The reasons cited for the change of mind by the Minister included reduction in area to be mined from 2 000 ha to 778 ha, the total number of trees to be felled 1,2-million against 8.5-million planned earlier, operational life of the mines reduced from 45 years to 25 years and all movement of coal from the mines to the power plants, 7 km away would be through overhead conveyor systems.
Since the coal blocks were linked to power plants to be constructed with super critical technology, emission levels would be between 5% and 8% lower than convention sub-critical technology that used plants of 500 MW or lower, was another reason cited by the Minister.
“The project proponents have introduced certain changes in the original mining plan and if they can show some flexibility to accommodate our concerns, I think we should too reciprocate,” Ramesh added.
However, ministry officials conceded off-the-record, that the flexibility resulted from immense pressures from Power and Coal Minister who have been expressing serious concern over falling growth in coal production that threatened to stall construction of 24 000 MW of thermal power generating capacity.
The Power and Coal Minister had also taken the issue of non-clearance of new coal mining blocks to Prime Minister, Manmohan Singh who intervened.
The mining clearance also comes just ahead of talks of an imminent reshuffle of the Indian government Cabinet of Ministers by the Prime Minister.
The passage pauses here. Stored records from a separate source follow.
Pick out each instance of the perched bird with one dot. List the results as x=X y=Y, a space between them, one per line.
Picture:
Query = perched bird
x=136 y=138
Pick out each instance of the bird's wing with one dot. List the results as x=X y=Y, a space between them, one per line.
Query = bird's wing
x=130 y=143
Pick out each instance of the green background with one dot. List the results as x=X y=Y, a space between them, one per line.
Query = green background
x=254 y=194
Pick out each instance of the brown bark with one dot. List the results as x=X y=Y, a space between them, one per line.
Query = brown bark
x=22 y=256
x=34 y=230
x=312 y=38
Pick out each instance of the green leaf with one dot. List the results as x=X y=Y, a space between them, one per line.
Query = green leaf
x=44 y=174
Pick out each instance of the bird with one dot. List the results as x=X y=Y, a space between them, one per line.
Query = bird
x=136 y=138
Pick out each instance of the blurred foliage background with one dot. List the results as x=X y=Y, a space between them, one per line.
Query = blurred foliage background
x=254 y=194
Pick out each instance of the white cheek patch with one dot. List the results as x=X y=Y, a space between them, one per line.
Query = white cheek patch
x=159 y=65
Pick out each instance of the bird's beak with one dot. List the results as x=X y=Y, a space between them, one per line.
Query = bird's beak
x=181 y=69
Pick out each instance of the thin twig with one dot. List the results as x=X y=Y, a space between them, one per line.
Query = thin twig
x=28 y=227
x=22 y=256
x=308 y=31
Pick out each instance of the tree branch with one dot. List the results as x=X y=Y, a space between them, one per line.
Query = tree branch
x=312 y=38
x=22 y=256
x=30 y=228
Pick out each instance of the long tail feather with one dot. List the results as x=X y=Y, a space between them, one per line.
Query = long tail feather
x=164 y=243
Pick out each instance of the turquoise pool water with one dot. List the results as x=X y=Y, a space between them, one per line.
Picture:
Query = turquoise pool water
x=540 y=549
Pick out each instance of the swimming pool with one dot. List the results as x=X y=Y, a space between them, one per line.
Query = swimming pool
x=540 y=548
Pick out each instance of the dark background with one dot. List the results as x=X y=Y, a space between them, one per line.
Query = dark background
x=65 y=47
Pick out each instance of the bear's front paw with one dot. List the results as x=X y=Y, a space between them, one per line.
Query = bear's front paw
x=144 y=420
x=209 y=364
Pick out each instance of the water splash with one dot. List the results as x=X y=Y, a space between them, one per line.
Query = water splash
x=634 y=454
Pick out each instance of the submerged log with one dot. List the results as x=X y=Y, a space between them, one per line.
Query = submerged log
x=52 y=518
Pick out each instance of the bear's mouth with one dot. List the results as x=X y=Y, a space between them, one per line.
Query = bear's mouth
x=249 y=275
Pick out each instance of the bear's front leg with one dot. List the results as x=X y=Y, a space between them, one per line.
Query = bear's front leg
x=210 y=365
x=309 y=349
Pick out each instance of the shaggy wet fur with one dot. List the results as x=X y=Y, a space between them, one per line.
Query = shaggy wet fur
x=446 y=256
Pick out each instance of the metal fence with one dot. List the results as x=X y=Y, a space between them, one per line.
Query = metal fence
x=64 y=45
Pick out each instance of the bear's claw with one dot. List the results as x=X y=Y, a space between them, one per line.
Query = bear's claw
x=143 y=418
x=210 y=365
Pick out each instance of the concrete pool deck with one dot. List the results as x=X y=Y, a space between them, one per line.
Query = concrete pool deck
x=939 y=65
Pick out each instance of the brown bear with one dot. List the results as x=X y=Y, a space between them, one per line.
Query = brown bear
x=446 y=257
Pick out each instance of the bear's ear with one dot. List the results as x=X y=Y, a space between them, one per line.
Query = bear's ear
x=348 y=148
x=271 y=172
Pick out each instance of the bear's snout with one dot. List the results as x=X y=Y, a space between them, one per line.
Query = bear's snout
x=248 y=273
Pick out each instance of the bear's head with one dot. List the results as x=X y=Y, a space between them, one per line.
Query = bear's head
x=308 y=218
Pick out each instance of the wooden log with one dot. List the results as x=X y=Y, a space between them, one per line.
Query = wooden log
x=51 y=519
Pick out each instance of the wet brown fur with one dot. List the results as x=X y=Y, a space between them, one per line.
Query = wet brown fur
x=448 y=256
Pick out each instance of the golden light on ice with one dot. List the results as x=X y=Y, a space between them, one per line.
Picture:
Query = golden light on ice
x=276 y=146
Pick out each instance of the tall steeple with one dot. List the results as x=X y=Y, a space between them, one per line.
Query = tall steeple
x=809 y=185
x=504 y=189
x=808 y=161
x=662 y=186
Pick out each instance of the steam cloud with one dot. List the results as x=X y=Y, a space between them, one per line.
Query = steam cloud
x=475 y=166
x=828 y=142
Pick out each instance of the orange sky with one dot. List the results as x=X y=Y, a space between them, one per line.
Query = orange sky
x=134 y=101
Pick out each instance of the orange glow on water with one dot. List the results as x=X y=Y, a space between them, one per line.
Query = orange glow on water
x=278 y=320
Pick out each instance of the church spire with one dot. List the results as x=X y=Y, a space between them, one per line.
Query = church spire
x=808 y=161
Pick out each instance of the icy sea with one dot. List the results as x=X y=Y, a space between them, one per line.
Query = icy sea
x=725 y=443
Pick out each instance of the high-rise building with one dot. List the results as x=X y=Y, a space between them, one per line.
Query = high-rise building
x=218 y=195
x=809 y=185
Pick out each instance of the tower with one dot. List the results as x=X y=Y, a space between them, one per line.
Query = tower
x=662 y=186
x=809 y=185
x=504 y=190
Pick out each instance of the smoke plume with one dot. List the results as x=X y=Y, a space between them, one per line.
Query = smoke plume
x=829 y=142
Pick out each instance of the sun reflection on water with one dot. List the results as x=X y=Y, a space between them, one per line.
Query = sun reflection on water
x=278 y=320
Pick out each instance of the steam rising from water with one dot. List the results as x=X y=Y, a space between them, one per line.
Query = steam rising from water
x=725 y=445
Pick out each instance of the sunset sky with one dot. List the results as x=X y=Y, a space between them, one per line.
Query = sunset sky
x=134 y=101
A communication from Coal Minister Sriprakash Jaiswal, to Ramesh quotes India’s Planning Commission’s forecast that Coal India Limited’s (CIL), the world’s largest producer, will not able to record a growth of more than 4.3% during the current Five Year Plan that ends in March 2012. This production growth would be lowest since 1974.
CIL’s production grew 5.1% to 379.4-million tons in 2007/08 6.4% to 403.7-million ton in 2008/09 and 6.8% to 431.3-million ton in 2009/10. Production recorded zero growth the next year and, according to the company, might grow not more than 3.6% in 2011/12.
CIL is India’s virtual monopoly coal producer and alone contributes 80% of domestic coal supplies of 530-million ton of which 70% is accounted by supplies for power generation and balance to other sectors like steel, cement and fertiliser. Coal India is currently negotiating to import 11-million tons of coal from Indonesia or Australia to tide over current emergency shortage in supplies.
Against this backdrop and mounting pressures from colleagues in the Cabinet of Ministers, the Forest and Environment Minister had no option but to fast track clearances of block blocks stalled by environmental issues, officials in Coal Ministry said.